In the third Flash annual of the New 52 we get a lot of talking, a costume change for Barry and a not-so-politically correct introduction to fan-favourite speedster Wally West.
THE FLASH ANNUAL #3
Writers: Van Jensen and Robert Venditti
Artists: Brett Booth and Ron Frenz
Inkers: John Livesay and Norm Rapmund
Publisher: DC Comics
Cover Price: $4.99
DISAPPOINTING
The first 18 pages of The Flash Annual #3 are all talking with a brief flash-forward to a time that is not quite in line with the Future’s End plotline DC is currently publishing. From this detail alone it is clear that the team of Van Jensen and Robert Venditti (the writer who undid so much of what was good about the Green Lantern title), have no idea what they are doing.
This issue has been toted for some time as being the Introduction of Wally West into the New 52! Regardless of one’s opinions regarding the change in ethnicity they’ve decided to make Wally African-American. Cool! Great! Where I ran into a problem was this: the African-American Wally West is discovered by the white detective Barry Allen committing a petty crime (spray-painting), and spend the next few pages of the Flash Annual #3 being held IN JAIL and waiting to be bailed out by his aunt. First off: are teenaged boys with no previous offenses thrown in jail for spray painting a wall? Second off: could we not introduce one of DC’s only characters of colour by having them engaged in criminal activity (no matter how childish it may be)?
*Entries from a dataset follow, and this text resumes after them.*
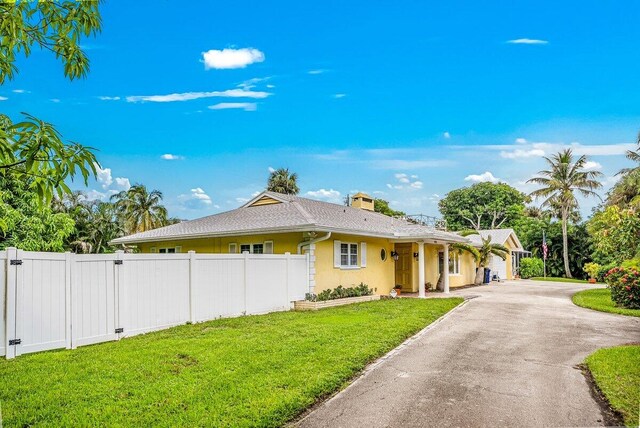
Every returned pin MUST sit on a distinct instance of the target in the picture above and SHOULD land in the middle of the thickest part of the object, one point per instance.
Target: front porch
(420, 264)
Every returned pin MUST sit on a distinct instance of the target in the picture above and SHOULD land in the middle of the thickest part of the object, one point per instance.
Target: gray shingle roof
(293, 214)
(498, 236)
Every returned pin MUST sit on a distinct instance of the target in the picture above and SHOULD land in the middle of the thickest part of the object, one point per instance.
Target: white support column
(446, 268)
(421, 291)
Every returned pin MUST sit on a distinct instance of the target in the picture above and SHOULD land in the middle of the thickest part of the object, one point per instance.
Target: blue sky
(404, 100)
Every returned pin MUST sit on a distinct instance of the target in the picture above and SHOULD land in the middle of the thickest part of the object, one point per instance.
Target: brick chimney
(362, 201)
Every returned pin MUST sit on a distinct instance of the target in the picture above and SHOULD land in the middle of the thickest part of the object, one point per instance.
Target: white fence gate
(64, 300)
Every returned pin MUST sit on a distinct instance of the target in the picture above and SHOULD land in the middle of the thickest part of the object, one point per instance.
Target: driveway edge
(371, 366)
The rest of the annual is largely downhill from there. The Flash Annual #3 cuts back and forth between present day Barry foiling some art thieves in a poorly-executed throwback to the days of DC’s past and ambiguous future Barry standing over Wally’s grave. He meets Iris West in both timelines, although she is somewhat changed in the future storyline (but I won’t spoil that in case you’ve yet to read it).
When not drowning in his own guilt over Wally’s death through the pages of the Flash Annual #3 Barry faces off against Gorilla Grodd … and that’s about as interesting as it sounds. The capper (again, I won’t spoil it), to this particular storyline goes so against everything I’ve ever known Barry Allen to be that some 40-odd pages lady are hardly worth skimming through as one could surmise about the rest of Jensen and Venditti’s run on the title.
It’s not even that the story they’ve put on the page is bad, it’s “meh” level at the worst – it is the misinterpretation of two beloved DC characters that leaves absolutely nothing to be desired about the Flash Annual #3.
TOUCH AND GO
Two artists, like two writers. The four creators of the Flash Annual #3 certainly prove the adage of “too many cooks in the kitchen”. Brett Booth’s pages are well done (if you can get over his recent internet insults), and Ron Frenz’s pages are disproportionate.
Barry (who appears in more panels than any other character in the entire issue), rarely looks the same from one page to another and is often forced into absurd poses. His wrists, for example, are nothing short of hyper mobile. Beyond the lackluster cameo of Wally West the remaining cast of the Flash Annual #3 are forgettable. They are all of a similar stock, though they are garbed in different outfits.
Beyond that there is nothing much worth mentioned about Booth and Frenz’s work on this issue. This is an annual and I cannot help but feel that it ought to have been something spectacular.
DON’T BOTHER
If you have even a passing care for any of the characters in the Flash mythology the Flash Annual #3 will probably upset you. It’s full of names and (sometimes), faces we know so twisted that the recognition feels false. Everything else about the issue is so shoddily thrown together, and with such a lack of reverence for the material, that $4.99 is a ludicrous asking price.
3 Comments
BOOOO. God that sounds lame and as Wally is and will always be my favorite Flash this sounds like an incredible disservice to a characters with DECADES of history.
Great review, so sorry to hear what’s become of Wally West.
I thought Wally was Hispanic in this issue, not African-American. Not that I read it that closely, but that is what the art suggested to me.